L’impresa negava la liquidazione: la garanzia “Rientro dell’assicurato convalescente” (art. A1, punto 5, CGA) prevede l’organizzazione del rientro previa autorizzazione della Struttura Organizzativa, quando le condizioni di salute abbiano oggettivamente impedito il rientro; il rimborso delle spese sostenute in autonomia (art. A2 CGA) è ammesso solo per cause di forza maggiore documentabili e con certificazione medica in originale rilasciata sul posto da struttura ospedaliera. La ricorrente non aveva prodotto documentazione medica e aveva organizzato il volo autonomamente, contattando l’impresa solo dopo l’acquisto.
La motivazione
Il Collegio ricorda che la garanzia richiede uno stato di salute che abbia oggettivamente impedito il rientro con il mezzo previsto e, per il rimborso in autonomia, cause di forza maggiore documentabili e la certificazione medica in originale da struttura ospedaliera (artt. A1, punto 5, e A2 CGA). Ai sensi dell’art. 2697 cod. civ., chi vuol far valere un diritto deve provare i fatti che ne costituiscono il fondamento: la ricorrente, per dimostrare l’illegittimità del diniego, non ha prodotto alcuna documentazione medica (referto ospedaliero, certificati o esiti di accertamenti), ma solo i giustificativi delle spese per il pernottamento e il nuovo volo.

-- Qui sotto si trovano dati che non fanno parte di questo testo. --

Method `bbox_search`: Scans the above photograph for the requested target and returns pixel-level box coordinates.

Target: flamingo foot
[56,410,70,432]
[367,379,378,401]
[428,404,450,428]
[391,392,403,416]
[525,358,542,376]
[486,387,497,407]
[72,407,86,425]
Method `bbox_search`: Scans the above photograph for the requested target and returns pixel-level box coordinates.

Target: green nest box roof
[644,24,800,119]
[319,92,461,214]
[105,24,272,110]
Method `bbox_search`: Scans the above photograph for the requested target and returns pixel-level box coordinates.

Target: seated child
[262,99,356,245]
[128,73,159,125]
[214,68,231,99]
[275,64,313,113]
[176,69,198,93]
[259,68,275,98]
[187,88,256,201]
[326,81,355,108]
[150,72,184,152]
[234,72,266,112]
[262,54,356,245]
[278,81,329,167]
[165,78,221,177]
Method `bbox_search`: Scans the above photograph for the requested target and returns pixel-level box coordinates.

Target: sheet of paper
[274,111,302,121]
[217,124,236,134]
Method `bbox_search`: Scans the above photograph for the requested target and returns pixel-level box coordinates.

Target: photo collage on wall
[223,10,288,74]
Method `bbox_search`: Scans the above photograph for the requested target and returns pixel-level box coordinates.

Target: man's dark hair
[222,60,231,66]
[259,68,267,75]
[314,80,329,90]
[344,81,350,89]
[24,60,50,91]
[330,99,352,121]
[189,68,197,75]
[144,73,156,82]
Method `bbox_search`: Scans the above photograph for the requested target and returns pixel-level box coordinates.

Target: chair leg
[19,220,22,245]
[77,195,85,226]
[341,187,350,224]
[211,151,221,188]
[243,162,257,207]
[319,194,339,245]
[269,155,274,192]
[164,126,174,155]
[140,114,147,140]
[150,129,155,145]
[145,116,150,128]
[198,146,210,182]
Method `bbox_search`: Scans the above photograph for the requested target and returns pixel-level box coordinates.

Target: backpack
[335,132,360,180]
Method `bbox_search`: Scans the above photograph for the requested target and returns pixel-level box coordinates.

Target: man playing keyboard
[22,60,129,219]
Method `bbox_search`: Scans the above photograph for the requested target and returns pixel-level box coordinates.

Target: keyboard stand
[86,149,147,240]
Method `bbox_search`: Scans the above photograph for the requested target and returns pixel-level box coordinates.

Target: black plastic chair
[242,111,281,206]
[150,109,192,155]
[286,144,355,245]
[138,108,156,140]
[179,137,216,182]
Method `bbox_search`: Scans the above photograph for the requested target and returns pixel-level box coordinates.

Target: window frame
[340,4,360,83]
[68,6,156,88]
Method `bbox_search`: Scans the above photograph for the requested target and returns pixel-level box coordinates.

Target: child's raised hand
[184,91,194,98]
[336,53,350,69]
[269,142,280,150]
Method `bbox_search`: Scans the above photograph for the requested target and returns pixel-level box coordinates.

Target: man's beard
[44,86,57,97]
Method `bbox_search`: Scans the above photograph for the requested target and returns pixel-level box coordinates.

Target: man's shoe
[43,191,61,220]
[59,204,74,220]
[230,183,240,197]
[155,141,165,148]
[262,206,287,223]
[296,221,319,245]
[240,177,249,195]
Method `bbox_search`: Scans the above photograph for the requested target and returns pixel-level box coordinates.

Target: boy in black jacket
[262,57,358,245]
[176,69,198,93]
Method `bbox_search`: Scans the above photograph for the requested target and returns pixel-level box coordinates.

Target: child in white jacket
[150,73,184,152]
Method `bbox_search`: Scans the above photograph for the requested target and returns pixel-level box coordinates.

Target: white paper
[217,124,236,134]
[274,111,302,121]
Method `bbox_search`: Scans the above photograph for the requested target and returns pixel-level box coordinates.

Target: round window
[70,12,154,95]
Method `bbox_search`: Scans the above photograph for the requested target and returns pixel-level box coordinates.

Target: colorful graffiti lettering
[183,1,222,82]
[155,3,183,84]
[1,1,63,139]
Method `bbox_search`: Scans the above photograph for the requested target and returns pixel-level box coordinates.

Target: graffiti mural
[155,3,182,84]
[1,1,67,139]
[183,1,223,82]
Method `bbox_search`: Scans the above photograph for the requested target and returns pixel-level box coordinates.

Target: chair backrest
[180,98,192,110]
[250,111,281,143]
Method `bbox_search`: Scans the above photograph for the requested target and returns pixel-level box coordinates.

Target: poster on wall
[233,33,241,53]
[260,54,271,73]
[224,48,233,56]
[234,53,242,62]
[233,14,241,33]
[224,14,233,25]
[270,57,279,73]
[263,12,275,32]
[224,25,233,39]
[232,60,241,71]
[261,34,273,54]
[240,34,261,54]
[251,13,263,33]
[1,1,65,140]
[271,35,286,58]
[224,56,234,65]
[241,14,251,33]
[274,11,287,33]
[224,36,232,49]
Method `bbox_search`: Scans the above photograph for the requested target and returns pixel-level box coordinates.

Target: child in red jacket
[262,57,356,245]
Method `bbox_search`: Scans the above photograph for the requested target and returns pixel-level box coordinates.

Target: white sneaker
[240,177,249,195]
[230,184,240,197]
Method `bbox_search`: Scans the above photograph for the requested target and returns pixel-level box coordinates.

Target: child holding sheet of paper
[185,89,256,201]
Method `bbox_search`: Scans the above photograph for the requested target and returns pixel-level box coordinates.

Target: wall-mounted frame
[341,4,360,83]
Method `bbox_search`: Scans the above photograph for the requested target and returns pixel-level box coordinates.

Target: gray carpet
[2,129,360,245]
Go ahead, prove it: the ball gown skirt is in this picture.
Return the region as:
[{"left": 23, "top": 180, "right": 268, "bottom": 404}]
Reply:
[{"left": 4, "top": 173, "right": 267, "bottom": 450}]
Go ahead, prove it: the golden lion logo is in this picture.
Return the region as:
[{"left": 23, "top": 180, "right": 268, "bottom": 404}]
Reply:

In tema di assicurazione contro i danni, il fatto costitutivo della pretesa è l’avverarsi del rischio descritto in polizza: l’assicurato ha l’onere di dimostrare che si è verificato il fatto previsto, che è derivato dalle cause previste e che ha prodotto gli effetti previsti dalla polizza (Cass. 1558/2018; Cass. 31251/2023; Cass. 30656/2017). Non avendo provato lo stato di salute impeditivo del rientro, la ricorrente non ha assolto l’onere probatorio su di lei gravante: il ricorso non è accolto.
Implicazioni pratiche
La decisione è utile per il contenzioso sulle polizze viaggio e sulle garanzie di assistenza. Il punto centrale è probatorio: l’assicurato che invochi il rientro per motivi di salute deve provare non la spesa, ma l’evento — lo stato di salute che ha oggettivamente impedito il rientro — con documentazione medica. Il solo racconto del malessere e le ricevute di albergo e volo non bastano.
Sul piano operativo, due accortezze emergono dalle condizioni di polizza. Prima: contattare la Struttura Organizzativa e ottenerne l’autorizzazione ai recapiti indicati in contratto, perché l’assistenza è per sua natura gestita dall’impresa; organizzare tutto in autonomia espone al diniego, salvo cause di forza maggiore documentate. Seconda: procurarsi sul posto una certificazione medica — possibilmente da struttura ospedaliera, come richiesto per il rimborso “in autonomia” — e conservare i documenti di spesa. Per l’assistenza al viaggiatore la regola d’oro è documentare lo stato di salute nel momento in cui si verifica: senza quella prova, la garanzia non si attiva.